Election Officials Count Ballots in Trumbull
Ryan Caron King
Connecticut Public
Election official Glen Johnson pulls a list of ballot counts out of a tabulator machine after the polls closed at the Christian Heritage School polling place in Trumbull, Conn. on Nov. 8, 2022.

Connecticut voters already approved a constitutional amendment to allow early voting in the state, but it’s up to lawmakers to decide how it will work.

The Government Administration and Elections Committee held a public hearing on the implementation of in-person early voting on Wednesday, Feb. 22, as well as a ballot measure to allow voters to decide in 2024 whether to allow no-excuse voting by mail.

Secretary of the State Stephanie Thomas, the state’s top election official, testified in support of a 10 days of early voting and the proposed constitutional amendment to allow for no-excuse absentee ballots.
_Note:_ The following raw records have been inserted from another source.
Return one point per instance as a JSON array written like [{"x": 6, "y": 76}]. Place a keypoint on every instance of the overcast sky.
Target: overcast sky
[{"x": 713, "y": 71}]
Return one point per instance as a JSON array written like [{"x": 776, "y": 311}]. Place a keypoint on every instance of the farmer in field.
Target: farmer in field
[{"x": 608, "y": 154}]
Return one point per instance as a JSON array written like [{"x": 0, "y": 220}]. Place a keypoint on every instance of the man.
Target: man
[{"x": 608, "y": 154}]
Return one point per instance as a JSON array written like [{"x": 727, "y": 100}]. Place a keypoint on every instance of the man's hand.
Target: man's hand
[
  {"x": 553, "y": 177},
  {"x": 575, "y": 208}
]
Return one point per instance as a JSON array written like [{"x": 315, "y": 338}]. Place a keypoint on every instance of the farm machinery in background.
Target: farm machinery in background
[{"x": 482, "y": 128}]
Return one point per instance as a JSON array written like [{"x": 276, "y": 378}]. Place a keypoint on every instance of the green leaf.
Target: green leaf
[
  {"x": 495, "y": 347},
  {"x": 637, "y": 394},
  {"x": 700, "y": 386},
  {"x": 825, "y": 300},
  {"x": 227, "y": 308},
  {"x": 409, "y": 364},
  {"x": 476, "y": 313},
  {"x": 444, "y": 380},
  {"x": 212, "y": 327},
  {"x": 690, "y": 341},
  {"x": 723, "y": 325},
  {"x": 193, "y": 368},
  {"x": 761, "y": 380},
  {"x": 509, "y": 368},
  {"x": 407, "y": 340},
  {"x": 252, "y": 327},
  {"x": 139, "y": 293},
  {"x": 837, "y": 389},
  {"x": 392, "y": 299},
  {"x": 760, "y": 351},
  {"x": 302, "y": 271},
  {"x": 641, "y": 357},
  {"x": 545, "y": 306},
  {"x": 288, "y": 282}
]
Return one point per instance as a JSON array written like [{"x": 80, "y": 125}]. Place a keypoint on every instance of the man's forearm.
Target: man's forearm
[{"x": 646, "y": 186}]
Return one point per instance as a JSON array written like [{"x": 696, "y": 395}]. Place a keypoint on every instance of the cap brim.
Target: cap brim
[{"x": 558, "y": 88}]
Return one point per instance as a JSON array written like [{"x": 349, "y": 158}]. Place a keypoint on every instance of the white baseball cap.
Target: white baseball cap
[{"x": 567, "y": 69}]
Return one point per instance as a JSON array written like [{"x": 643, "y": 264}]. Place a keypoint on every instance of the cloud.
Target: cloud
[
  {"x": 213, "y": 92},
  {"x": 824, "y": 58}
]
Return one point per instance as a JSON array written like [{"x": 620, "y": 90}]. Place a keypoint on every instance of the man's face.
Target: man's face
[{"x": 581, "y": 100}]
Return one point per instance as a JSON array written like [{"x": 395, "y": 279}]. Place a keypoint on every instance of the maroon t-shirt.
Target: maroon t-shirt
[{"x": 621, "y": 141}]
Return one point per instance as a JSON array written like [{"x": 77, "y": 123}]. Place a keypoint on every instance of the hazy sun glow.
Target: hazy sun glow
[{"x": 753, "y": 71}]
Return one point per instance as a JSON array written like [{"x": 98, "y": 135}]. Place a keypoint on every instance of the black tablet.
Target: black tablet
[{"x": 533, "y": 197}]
Competing proposals from Hartford lawmakers called for 14 or 18 days of early voting.

“I have spent the past year, and certainly the past six weeks, going out of my way to speak with as many election workers – registrars and town clerks – as possible,” Thomas said. “They know how to do this and have no doubts they can do it as long as the equipment and funding are provided so their town doesn’t have to suffer unnecessarily.”

Thomas asked the state to fund early voting so that municipalities are not forced to cover the costs of staff, training, ballots, security, technological upgrades, and more.

Ed Hawthorne, president of the Connecticut AFL-CIO, which represents over 200,000 workers in the state, testified in support of legislative proposals to allow 14 days of early voting. He said it’s important to make voting as easy as possible for state residents.

“Because it is our constitutional right and arguably one of the most important things we do,” Hawthorne said.

“This is definitely a smart way to spend our tax dollars,” Hawthorne said. “I don't think anyone's going to object to funding to ensure that our elections are run smoothly.”

Hawthorne told lawmakers he supports the effort to let voters decide whether to allow no-excuse absentee ballot voting, because the process ran smoothly in 2020.

During that election, an early pandemic-era state order allowed any registered voter to mail in their ballot, if they feared contracting an illness like COVID-19 at the polls. Voter turnout hit a record 80% that year.